Combined Indistinguishability Analysis

Abstract

Cryptographic hardware implementations are vulnerable to combined physical implementation attacks, integrating Side-Channel Analysis (SCA) and Fault Injection Analysis (FIA) to compromise their security. Although theoretically sound countermeasures exist, their practical application is often complicated and error-prone, making automated security verification a necessity. Various tools have been developed to address this need, using different approaches to formally verify security, but they are limited in their ability to analyze complex hardware circuits in the context of Combined Analysis (CA) and advanced probabilistic adversary models.
In this work, we introduce a novel verification method that assesses the security of complex hardware circuits in the context of random probing with random faults, a scenario that more closely reflects real-world combined attack scenarios. Our approach centers around symbolic fault simulation and the derivation of a fault-enhanced leakage function using the Fourier-Hadamard Transform (FHT), enabling the computation of tight leakage probabilities for arbitrary circuits and providing a more accurate and comprehensive security analysis. By integrating our method into the INDIANA security verification framework, we extended its capabilities to analyze the leakage behavior of circuits in the presence of random faults, demonstrating the practicality of our approach.

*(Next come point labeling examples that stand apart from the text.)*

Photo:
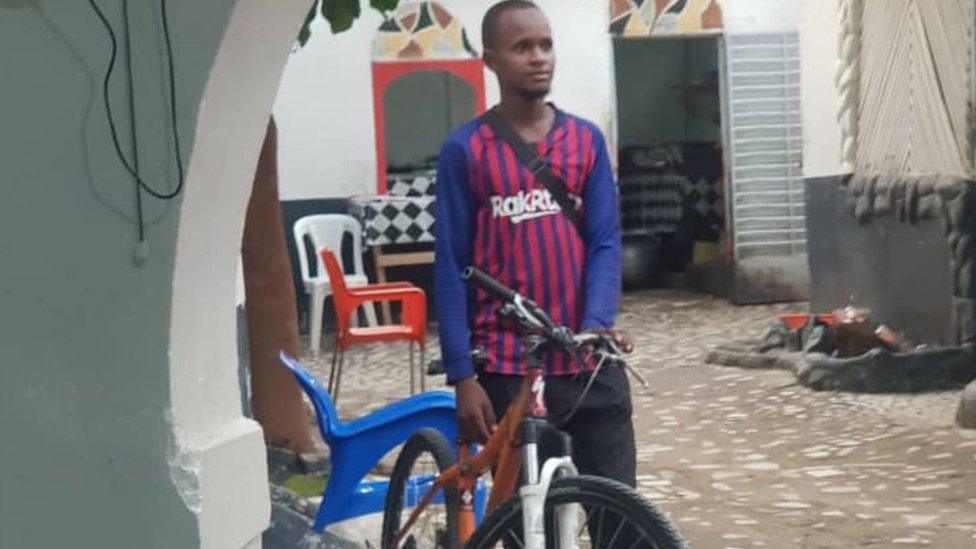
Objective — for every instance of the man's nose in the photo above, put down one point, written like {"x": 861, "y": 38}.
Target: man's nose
{"x": 540, "y": 56}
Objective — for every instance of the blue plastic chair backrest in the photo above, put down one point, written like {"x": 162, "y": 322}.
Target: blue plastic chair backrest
{"x": 324, "y": 409}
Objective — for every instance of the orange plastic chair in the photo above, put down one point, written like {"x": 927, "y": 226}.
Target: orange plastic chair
{"x": 412, "y": 327}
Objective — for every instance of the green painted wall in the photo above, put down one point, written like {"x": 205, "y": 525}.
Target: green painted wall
{"x": 84, "y": 378}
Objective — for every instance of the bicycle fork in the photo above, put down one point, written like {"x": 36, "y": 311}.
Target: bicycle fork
{"x": 533, "y": 493}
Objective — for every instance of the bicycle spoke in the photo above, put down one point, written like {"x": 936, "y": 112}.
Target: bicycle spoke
{"x": 617, "y": 532}
{"x": 516, "y": 539}
{"x": 585, "y": 522}
{"x": 599, "y": 528}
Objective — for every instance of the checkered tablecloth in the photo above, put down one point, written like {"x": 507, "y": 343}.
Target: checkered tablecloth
{"x": 412, "y": 183}
{"x": 396, "y": 219}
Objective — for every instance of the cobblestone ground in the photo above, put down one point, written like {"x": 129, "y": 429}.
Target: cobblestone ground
{"x": 745, "y": 458}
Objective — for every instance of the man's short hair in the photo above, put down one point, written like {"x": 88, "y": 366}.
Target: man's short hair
{"x": 489, "y": 25}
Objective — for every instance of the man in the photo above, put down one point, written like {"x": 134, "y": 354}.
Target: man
{"x": 493, "y": 213}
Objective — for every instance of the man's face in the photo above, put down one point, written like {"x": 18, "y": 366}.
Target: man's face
{"x": 521, "y": 54}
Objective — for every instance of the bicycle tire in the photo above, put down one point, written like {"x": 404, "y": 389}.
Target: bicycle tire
{"x": 424, "y": 441}
{"x": 649, "y": 523}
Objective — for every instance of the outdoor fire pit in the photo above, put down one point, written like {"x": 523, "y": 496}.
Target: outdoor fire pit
{"x": 845, "y": 351}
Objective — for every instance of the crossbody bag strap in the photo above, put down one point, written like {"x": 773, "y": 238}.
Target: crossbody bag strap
{"x": 538, "y": 166}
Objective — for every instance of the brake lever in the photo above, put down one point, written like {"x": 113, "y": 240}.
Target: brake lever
{"x": 614, "y": 354}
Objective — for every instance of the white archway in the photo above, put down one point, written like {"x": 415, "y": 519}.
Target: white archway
{"x": 218, "y": 459}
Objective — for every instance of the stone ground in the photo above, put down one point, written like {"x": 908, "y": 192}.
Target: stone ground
{"x": 747, "y": 458}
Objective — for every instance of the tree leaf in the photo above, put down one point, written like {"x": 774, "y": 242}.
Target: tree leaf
{"x": 340, "y": 14}
{"x": 306, "y": 32}
{"x": 384, "y": 6}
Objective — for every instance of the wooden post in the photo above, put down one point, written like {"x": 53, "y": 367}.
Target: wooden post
{"x": 272, "y": 314}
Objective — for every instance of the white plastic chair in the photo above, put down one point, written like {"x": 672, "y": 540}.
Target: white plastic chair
{"x": 328, "y": 230}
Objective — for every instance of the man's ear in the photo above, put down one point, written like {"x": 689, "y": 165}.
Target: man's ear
{"x": 488, "y": 58}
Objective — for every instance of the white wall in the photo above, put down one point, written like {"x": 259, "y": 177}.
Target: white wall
{"x": 324, "y": 106}
{"x": 120, "y": 418}
{"x": 818, "y": 95}
{"x": 751, "y": 16}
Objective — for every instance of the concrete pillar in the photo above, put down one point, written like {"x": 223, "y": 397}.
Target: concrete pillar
{"x": 120, "y": 411}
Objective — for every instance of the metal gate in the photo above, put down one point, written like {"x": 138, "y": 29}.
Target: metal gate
{"x": 764, "y": 156}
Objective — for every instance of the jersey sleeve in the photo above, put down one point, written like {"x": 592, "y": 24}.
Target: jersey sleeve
{"x": 602, "y": 236}
{"x": 452, "y": 253}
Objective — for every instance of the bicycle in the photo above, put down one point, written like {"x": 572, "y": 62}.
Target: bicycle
{"x": 582, "y": 511}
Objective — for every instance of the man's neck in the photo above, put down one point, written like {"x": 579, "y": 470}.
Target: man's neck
{"x": 531, "y": 118}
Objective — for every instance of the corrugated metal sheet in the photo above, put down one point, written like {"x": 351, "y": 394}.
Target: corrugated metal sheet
{"x": 766, "y": 145}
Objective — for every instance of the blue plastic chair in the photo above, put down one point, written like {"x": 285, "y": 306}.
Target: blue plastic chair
{"x": 357, "y": 445}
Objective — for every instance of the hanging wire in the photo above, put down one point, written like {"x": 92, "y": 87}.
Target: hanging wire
{"x": 133, "y": 171}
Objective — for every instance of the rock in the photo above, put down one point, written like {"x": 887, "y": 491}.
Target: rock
{"x": 880, "y": 370}
{"x": 290, "y": 529}
{"x": 966, "y": 415}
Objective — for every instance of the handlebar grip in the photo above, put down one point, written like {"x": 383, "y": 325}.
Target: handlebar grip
{"x": 487, "y": 283}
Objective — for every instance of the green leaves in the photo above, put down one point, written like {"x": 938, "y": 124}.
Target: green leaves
{"x": 340, "y": 14}
{"x": 383, "y": 6}
{"x": 306, "y": 32}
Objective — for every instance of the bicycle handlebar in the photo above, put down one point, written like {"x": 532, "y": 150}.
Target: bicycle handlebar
{"x": 530, "y": 316}
{"x": 488, "y": 284}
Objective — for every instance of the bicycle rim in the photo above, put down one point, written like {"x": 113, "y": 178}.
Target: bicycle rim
{"x": 610, "y": 516}
{"x": 423, "y": 457}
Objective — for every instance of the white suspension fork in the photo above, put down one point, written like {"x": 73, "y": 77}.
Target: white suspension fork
{"x": 533, "y": 496}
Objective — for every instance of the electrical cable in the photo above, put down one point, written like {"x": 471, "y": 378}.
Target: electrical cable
{"x": 140, "y": 216}
{"x": 172, "y": 91}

The results of our evaluation highlight the versatility and scalability of our approach, which can efficiently compute leakage probabilities under various fault scenarios for large-scale attacks, e. g., for a masked round of the PRESENT cipher. Notably, our method can complete most experiments in less than an hour, demonstrating a significant improvement over existing estimation-based tools. This achievement confirms the potential of our approach to provide a more comprehensive and practically useful security assessment of hardware circuits, and marks an important step forward for the development of secure hardware systems.